Gaius at BCB calls the vote right: “Between The Rock And A Dumb Place.”

BTW, Brian at Liberty Pundit is holding a Super Tuesday chat until 3pm ET.

Update 8 – 1:30 PM: I know how you feel, little guy:

Caption: Two-year-old Ethan Yost attempts to get out of the voting both while his mother Maria tries to cast her ballot in the Super Tuesday presidential primary election, Tuesday, Feb. 5, 2008, at a polling place in Greenwood, Del. (AP Photo/Rob Carr)

Update 9 – 1:57 PM: Time for a mid-afternoon break. Be back in about an hour.

Update 10 – 2:28 PM: Mike Huckabee has won WV’s caucus. Not quite sure how many delegates he will get, but the total up for grabs was 30.

Update 11 – 2:31 PM: Ok, here’s how the WV delegate system works (h/t: Blake Dvorak):

30 total delegates*
18 tied to February 5 state convention; 9 tied to May 13 primary; 3 unpledged RNC member delegates

Update 12 – 3:52 PM: The Guardian reports that over 3 million absentee ballots were sent in by CA voters by Monday night, which could, according to them, account for nearly 40% of the vote (h/t: HH).

Would love to hear from some CA voters as to how things are looking out there. I’m watching Greta on Fox News and they are reporting that 9 million are expected to turn out in CA to vote.

Also, Media Bistro is reporting that Hillary Clinton has accepted an offer to debate on Fox News, but there’s no word yet on whether Obama will take part as well. Will be interesting to see if he does, considering the Democrats attitudes last year towards debating on Fox.

Here’s an hour by hour guide to when the polls close in each of the SDT states. More here, including predictions.

Update 13 – 4:43 PM: The Romney campaign is accusing McCain and Huckabee of conspiring behind closed doors to ensure he wouldn’t win in WV:

“Unfortunately, this is what Senator McCain’s inside Washington ways look like: he cut a backroom deal with the tax-and-spend candidate he thought could best stop Governor Romney’s campaign of conservative change.

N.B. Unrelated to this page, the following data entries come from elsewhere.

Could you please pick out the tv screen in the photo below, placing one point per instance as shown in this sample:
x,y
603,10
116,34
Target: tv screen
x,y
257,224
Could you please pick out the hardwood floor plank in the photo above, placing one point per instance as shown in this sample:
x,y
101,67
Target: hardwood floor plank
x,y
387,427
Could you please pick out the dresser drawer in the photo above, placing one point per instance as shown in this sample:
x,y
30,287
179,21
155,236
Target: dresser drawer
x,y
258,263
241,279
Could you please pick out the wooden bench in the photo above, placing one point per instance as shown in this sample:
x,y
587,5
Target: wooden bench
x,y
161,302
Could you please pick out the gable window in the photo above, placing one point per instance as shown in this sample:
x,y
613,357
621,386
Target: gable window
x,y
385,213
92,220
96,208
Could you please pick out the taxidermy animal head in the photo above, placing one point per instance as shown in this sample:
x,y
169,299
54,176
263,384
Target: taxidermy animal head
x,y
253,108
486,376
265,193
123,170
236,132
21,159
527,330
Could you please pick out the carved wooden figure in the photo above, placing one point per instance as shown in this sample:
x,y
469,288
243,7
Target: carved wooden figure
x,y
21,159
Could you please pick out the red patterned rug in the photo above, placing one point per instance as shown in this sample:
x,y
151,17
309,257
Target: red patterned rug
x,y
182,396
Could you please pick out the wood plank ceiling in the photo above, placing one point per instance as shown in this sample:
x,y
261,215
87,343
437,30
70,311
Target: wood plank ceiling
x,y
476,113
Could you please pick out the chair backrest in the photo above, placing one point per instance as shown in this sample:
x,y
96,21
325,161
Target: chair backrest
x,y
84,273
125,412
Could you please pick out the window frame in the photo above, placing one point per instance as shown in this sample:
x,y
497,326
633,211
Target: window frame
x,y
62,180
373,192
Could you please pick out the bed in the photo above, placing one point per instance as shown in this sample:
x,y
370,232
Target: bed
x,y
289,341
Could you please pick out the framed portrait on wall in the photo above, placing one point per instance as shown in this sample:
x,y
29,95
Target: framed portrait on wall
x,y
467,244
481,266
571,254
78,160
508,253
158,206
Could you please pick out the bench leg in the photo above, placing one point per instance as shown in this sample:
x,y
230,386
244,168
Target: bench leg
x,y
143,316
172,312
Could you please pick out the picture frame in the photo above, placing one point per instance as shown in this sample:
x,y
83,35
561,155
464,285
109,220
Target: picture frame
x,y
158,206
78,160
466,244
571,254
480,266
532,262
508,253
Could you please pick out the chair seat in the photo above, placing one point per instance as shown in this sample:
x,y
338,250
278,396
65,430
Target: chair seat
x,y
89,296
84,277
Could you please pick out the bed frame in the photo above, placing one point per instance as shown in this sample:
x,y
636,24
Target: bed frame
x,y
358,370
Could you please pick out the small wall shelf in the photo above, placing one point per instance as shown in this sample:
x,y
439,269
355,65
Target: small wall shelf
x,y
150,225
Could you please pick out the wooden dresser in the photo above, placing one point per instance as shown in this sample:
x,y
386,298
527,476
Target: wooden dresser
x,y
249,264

“Governor Romney had enough respect for the Republican voters of West Virginia to make an appeal to them about the future of the party based on issues. This is why he led on today’s first ballot. Sadly, Senator McCain cut a Washington backroom deal in a way that once again underscores his legacy of working against Republicans who are interested in championing conservative policies and rebuilding the party.”

Marc Ambinder follows up with this:

After the first round of balloting in West Virginia, Mitt Romney was solidly in the lead with 41% of the votes, followed by Mike Huckabee with 33% and John McCain with 16%.

Since 50% is needed to win all 18 delegates, a second balloting is underway.

But sources say that representatives for John McCain called many of his reps in WV and asked them to vote for Huckabee…in order to thwart Romney on the second ballot.

On the other side of the aisle, Barack Obama was just shown in an interview with reporters shortly after he voted, and he’s doing what so many politicians do coming down the homestretch: playing the low expectations game.

Sidenote: Is Shep Smith high? Or is he just pumped up at the idea of having a young female group of political commentators surrounding him? I’m watching probably what will be the worst part of Fox News SDT coverage. Bring on the later hours and Brit Hume! :x

Update 14 – 5:28 PM: Jim Geraghty is reporting on early exit polls from MA, which show Romney with a 20 point lead over McCain, and Hillary and Obama battling it out. Massachusetts polls close at 8.